The little man just kept shaking his head, muttering gibberish. Typical bully. Give them any show of resistance and they crumble. Of course, seeming to return from the dead hadn’t hurt Lucky’s street cred.
“Tell me, Fergus!” He lifted the shiv and held it in front of the man’s face.
“Go to hell!” Fergus crashed his beefy fist into Lucky’s windpipe.
Lucky’s vision darkened with pain as he gasped for breath. He swiped his blade down, felt it dig into the flesh of Fergus’ neck, but Fergus deflected it before it could do any serious damage. Fergus pushed Lucky off him and scrambled to grab a length of thick chain piled by the door.
Lucky caught his breath and rolled to his feet. Fergus was swinging the chain before him, aiming to snag Lucky’s knife hand with it. Lucky feinted with his shiv, then stepped forward, extending his left arm to take the blow from the chain.
The heavy chain wrapped around Lucky’s forearm like a python strangling its prey. Fergus howled with victory as he wrenched the chain tighter, pulling Lucky forward onto his knees.
“You’re gonna stay dead this time!” he roared as he lifted a length of chain around Lucky’s neck and used both hands to tighten it.
Lucky leaned his weight back, forcing Fergus to step closer. Just a little bit more, he thought as his vision darkened. Fergus obliged, leaning forward to watch Lucky’s suffering.
Giving Lucky the opening he had been hoping for. Lucky rammed the homemade blade up, burying it into Fergus’s groin.
Fergus jerked back in astonishment and Lucky yank
ed the knife out. A spray of blood spurted from Fergus’s femoral artery. Fergus dropped the chain, clasped both hands over the wound and staggered backward.
Lucky uncoiled the chain from his neck and stumbled to his feet, aimed another blow under Fergus’ ribcage.
This time Fergus dropped to the ground, one hand flailing for the shiv stuck in his chest, the other slipping in the blood streaming from his thigh. Lucky dropped the chain onto the floor and crouched beside the dying man.
“Last chance, Fergus,” he said. “Where’s The Preacher? Who is he? What does he have planned?”
The little man’s color grew ashen. He twisted his lips into a grimace, and his hand tightened on the blade in his chest.
“The death of all of you.” Fergus’s words were slurred by hatred and effort. “He’s going to kill you, Cavanaugh. I’ll see you in hell.”

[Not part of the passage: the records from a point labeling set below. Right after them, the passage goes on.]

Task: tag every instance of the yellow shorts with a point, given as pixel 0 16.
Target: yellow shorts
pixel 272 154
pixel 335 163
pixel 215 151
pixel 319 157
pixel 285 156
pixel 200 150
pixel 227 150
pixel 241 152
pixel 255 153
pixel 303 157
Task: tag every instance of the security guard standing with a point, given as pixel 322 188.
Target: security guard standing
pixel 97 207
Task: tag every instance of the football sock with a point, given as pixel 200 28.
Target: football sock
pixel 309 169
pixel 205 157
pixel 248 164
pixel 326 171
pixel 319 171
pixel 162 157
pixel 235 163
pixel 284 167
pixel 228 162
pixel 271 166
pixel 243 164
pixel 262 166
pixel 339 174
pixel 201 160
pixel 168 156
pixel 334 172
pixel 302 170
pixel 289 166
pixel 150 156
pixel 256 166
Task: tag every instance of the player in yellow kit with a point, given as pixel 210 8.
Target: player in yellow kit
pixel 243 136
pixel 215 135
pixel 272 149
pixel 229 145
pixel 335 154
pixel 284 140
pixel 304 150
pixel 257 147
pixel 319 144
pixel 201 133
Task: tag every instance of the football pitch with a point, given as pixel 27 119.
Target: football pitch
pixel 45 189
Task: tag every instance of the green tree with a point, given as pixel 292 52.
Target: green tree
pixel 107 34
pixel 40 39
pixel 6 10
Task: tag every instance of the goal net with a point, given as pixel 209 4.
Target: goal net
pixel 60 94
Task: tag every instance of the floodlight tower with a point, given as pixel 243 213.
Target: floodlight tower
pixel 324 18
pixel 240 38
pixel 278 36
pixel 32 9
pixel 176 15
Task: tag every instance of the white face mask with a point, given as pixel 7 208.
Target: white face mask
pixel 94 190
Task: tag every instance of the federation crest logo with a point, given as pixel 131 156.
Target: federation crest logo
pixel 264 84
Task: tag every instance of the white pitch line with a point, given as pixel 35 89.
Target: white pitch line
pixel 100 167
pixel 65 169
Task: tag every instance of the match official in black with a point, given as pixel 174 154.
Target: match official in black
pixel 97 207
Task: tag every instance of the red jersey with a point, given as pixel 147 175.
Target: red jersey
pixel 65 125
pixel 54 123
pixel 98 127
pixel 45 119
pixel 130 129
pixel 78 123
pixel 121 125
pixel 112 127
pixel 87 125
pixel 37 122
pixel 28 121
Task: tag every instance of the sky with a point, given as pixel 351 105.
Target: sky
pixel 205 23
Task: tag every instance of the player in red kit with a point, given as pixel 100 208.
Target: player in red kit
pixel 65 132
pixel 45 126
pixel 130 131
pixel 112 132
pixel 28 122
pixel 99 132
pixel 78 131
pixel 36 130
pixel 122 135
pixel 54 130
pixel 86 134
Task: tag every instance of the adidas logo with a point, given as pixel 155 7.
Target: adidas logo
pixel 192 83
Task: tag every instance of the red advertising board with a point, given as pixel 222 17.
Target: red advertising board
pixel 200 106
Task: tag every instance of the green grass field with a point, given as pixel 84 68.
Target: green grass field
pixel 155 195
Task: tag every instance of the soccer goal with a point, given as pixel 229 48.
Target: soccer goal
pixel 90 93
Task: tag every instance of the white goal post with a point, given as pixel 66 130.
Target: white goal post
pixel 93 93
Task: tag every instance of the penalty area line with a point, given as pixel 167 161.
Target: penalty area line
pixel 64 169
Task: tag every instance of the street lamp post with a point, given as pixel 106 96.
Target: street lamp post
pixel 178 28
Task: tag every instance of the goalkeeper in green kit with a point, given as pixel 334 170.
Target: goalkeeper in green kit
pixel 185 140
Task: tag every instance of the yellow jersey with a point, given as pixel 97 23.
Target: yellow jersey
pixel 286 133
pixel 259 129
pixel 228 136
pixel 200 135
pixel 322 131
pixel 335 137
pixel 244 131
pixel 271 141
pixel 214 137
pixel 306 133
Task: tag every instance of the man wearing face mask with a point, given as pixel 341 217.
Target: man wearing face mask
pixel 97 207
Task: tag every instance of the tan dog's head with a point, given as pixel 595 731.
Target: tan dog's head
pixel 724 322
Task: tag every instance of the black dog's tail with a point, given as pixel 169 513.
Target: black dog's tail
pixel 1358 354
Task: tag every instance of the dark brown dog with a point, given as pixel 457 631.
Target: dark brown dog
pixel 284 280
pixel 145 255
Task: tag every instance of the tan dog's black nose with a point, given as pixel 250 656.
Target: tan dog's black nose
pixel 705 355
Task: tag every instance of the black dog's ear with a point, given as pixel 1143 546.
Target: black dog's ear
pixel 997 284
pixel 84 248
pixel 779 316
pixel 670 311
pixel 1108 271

Before Lucky could stop him, Fergus wrenched the shiv out of his chest. A fresh blossom of blood streamed over his shirt and his eyes closed. Lucky put pressure on the wound, but knew that without the blade slowing the blood loss, it was a useless gesture. He felt for a pulse. There was none.
Lucky sat back on his heels, his body covered in blood, shivering with cold and adrenalin. He took a breath in, let it out, his eyes never leaving the body of the man he had killed.
He needed to move fast, warn Chase, start searching for The Preacher—the realization hit that Lucky was probably the only law enforcement officer alive who knew exactly what The Preacher looked like.
He closed his eyes, blocked out the stench of blood and fear and urine, blocked out the pain lancing through his body, the thick, heavy feeling of his left side, the arctic cold that threatened to devour him. Blocked out what had happened and what The Preacher would do to him if he ever caught Lucky again and the fact that Lucky had just killed a man with his own hands.